Information noteTo learn more about Crosstable, see this blog post in Qlik Community: The Crosstable Load. The behaviors are discussed in the context of QlikView. However, the logic applies equally to Qlik Sense.

Numeric interpretation will not work for the attribute fields. This means that if you have months as column headers, these will not be automatically interpreted. The work-around is to use the Crosstable prefix to create a temporary table, and to run a second pass through it to make the interpretations as shown in the following example.

Note that this is an example only. There are no accompanying exercises to be completed in Qlik Sense.
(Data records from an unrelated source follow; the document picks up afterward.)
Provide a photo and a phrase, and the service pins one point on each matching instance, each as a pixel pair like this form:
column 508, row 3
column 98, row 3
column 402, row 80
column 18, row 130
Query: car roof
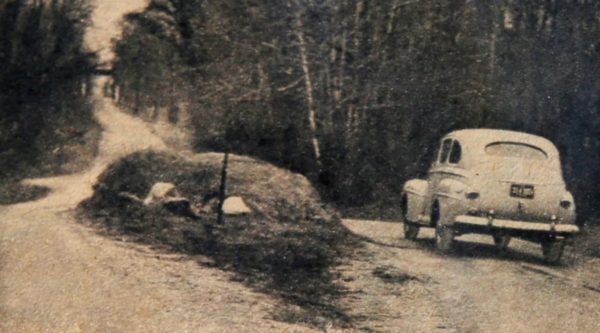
column 481, row 137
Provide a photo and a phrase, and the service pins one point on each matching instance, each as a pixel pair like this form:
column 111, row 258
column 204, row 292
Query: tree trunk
column 310, row 99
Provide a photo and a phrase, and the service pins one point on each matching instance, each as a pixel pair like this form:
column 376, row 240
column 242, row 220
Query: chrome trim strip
column 514, row 224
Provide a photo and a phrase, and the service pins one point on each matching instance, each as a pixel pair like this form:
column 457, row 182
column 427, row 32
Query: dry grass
column 289, row 246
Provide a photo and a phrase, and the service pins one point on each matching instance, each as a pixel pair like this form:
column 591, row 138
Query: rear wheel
column 501, row 241
column 553, row 248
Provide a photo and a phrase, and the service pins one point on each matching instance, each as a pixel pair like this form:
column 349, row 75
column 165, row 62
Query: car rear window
column 516, row 149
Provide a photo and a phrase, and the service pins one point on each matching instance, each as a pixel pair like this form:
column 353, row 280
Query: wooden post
column 222, row 188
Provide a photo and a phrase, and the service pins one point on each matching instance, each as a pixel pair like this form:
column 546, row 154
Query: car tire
column 552, row 249
column 501, row 241
column 444, row 238
column 411, row 231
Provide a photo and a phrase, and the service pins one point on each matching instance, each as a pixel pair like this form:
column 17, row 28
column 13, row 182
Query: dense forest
column 355, row 94
column 44, row 78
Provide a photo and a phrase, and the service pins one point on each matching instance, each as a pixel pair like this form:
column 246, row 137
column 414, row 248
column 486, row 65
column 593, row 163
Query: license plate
column 522, row 191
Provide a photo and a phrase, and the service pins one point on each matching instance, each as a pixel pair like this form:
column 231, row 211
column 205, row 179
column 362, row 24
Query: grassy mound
column 288, row 245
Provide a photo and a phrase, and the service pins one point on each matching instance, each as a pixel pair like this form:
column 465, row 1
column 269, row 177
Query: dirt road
column 478, row 290
column 59, row 276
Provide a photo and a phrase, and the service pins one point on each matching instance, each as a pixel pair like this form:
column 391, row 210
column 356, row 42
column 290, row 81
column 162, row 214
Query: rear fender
column 450, row 196
column 414, row 194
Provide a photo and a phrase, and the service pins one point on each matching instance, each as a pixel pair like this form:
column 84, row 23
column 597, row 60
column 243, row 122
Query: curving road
column 479, row 290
tmpData: Crosstable (MonthText, Sales) LOAD Product, [Jan 2014], [Feb 2014], [Mar 2014], [Apr 2014], [May 2014], [Jun 2014] FROM ... Final: LOAD Product, Date(Date#(MonthText,'MMM YYYY'),'MMM YYYY') as Month, Sales Resident tmpData; Drop Table tmpData;

Clearing the memory cache

You can delete tables that you create to clear the memory cache. When you load into a temporary, as in the previous section, you should drop it when it is not needed anymore. For example:

DROP TABLE Table1, Table2, Table3, Table4; DROP TABLES Table1, Table2, Table3, Table4;

You can also drop fields. For example:

DROP FIELD Field1, Field2, Field3, Field4; DROP FIELDS Field1, Field2, Field3, Field4; DROP FIELD Field1 from Table1; DROP FIELDS Field1 from Table1;

As you can see, the keywords TABLE and FIELD and can be singular or plural.